Saturday, November 3, 2012

Instrument Lesson 2

Today I had my second instrument lesson. I've had trouble getting a plane. It's usually necessary to reserve a plane two weeks out because that's as early as the scheduler will allow and the weekends are usually booked within a few hours. So I reserved a plane two weeks ago and was disappointed to see that the winds were in the teens, gusting in the low twenties. But the wind was from the west, aligned with the runway, and I had an instructor with me, so off we went. But first, when I drove up, I saw the plane I reserved taxiing out for take-off. Because of the wind there were cancellations today so we switched to another plane that was sitting on the ramp. The one I originally reserved came rushing in just as we were starting up to leave. I think they were rushing to get it back for my reservation, albeit late. We took off to the west, a direction I've only gone once. I went under the hood right away and struggled to hold altitude and heading in turbulence. After a while, we started a vertical-S maneuver. Starting on a north heading at 3000 feet, I did a descending turn to 2000, reversing the turn once reaching a south heading, climbing back to 3000 once reaching 2000, then repeating the turns, but descending to 2100, then climbing to 2900, etc. I think I got better as I went along, but for the first time in my training, I got airsick. We stopped the vertical-S and proceeded to do the ILS 23 approach to Frederick. The glideslope was out of service, so we had to do a localizer approach, followed by a circle-to-land on runway 30. Surprisingly, after such a long time since my last flight, I still managed a pretty good landing in gusting winds. I was grateful for a few minutes on the ground while we taxied back for takeoff. I took the foggles off just as we approached Frederick and I left them off for the rest of the flight. We took off and did the RNAV 10 approach to Tipton with the foggles off because I still wasn't feeling well. Another circle-to-land; I brought it down to land in a crosswind and gusts, but again well-done. Overall, I struggled with headings and altitudes the whole way. I'll blame some of it on the turbulence, some on lack of currency, some on just needing a lot of practice. It didn't help that the GPS didn't work for the first half of the flight - it suddenly came on in flight.

Sunday, April 15, 2012

Instrument Lesson

I've been attempting to have an instrument lesson for quite a while. Weather, airplane availability, and other issues kept getting in the way. Today I finally had the lesson on a hot sunny day. Here's what I remember:

Takeoff from KFME, under the hood almost immediately. Direct to KCGE, navigating via GPS. Lots of turbulence made it difficult to hold altitude and heading. Instructor set up GPS and worked the radio.

Activated GPS approach for KCGE runway 34. Flew over at 3000, turned outbound, descending to 1850, procedure turn course reversal (that I flew badly), inbound descending to 500, quick look out from under the foggles to show me that I could have executed a normal landing, and we went missed.
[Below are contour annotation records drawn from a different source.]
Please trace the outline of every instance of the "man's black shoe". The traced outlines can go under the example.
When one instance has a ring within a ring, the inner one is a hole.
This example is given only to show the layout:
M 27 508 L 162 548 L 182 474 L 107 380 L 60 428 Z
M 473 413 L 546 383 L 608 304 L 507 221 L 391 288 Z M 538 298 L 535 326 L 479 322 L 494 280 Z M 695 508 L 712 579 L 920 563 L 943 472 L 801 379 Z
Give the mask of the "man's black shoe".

Climbed to 1600, right hand turns, one circuit around the hold, and then we proceeded to RIKME at 2000.

Crossed RIKME at 2000, turned outbound on the hold, inbound leg proceded on the ILS approach for runway 4 at KESN. I got established on the localizer and mostly held it, captured the glideslope and mostly held it, and at 600 feet I took the foggles off and executed the circle to land procedure, turning to the right, staying at or below 600, flying over the approach end of runway 15, right traffic to land on 22, which was the active runway.

Touch and go, west bound turn, back under the hood, climbed to 3000, direct to KFME. Instructor gave vectors to downwind, brought it in for an ugly landing with a lot of crosswind and drift and float.

So two landings, nearly 2 hours under the hood. I feld like I was chasing the needles all day and I must have been making lots of S-turns. Instructor said I did well for a first lesson, but he's always positive and supportive.

I think I'll wait a month or so, do some simulator practice, and try again with another lesson.